Ein gelungenes Buch, die einzige Kritik, die sich anbringen ließe, wäre zum einen, daß sich ab eines gewissen Punktes die Argumentationslinien und die Schemata der Analyse zu wiederholen beginnen, zum andern wundert man sich doch gelegentlich über die Auswahl der Filme. Wenn im Kapitel DEN KRIEG BERICHTEN (über Kriegsberichterstattung)  zwar Kubricks FULL METAL JACKET (1987), jedoch weder UNDER FIRE (1983), noch THE KILLING FIELDS (1984) behandelt werden, verwundert das, nicht zuletzt, da Roland Joffes Film über das Leid in Kambodscha einer der wenigen Filme ist, die ernsthaft für sich das Etikett „Antikriegsfilm“ in Anspruch nehmen könnten. Auch verwundert Bronfens doch recht starres Festhalten an Filmen über den 2. Weltkrieg, die sicherlich eine komplett andere Narration über Krieg, Heldentum und Opferbereitschaft liefern, als bspw. ein Film wie Coppolas GARDENS OF STONE (1987) oder auch FIRST BLOOD (1982), der auf geschickte Weise eine revisionistische Sichtweise des Vietnamkriegs mit einem durchaus noch dem ‚New Hollywood‘-Film der 70er Jahre verpflichteten kritischen Bewußtsein mischt.

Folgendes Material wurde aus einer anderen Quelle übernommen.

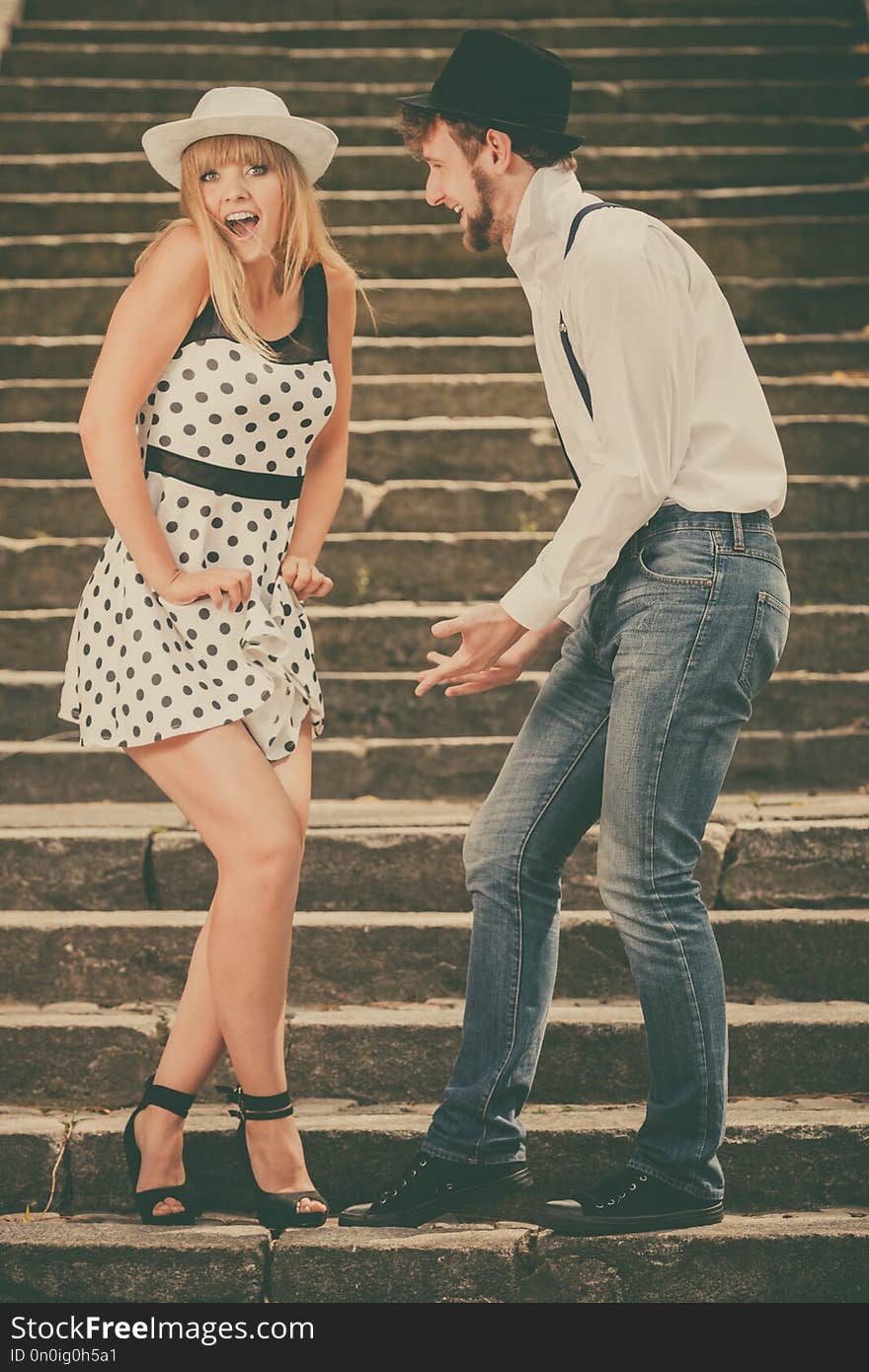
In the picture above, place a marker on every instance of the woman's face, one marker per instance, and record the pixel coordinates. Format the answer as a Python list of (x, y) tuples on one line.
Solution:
[(245, 200)]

Doch sind derartige Kritteleien eben auch nur Kritteleien. Elisabeth Bronfen ist ein weiterer wesentlicher Beitrag zur kulturwissenschaftlichen Analyse moderner Phänomene gelungen, die im spezifischen Feld der bewegten Bilder ereignen. Und mit jeder Seite erfährt der Leser einen enormen Zugewinn.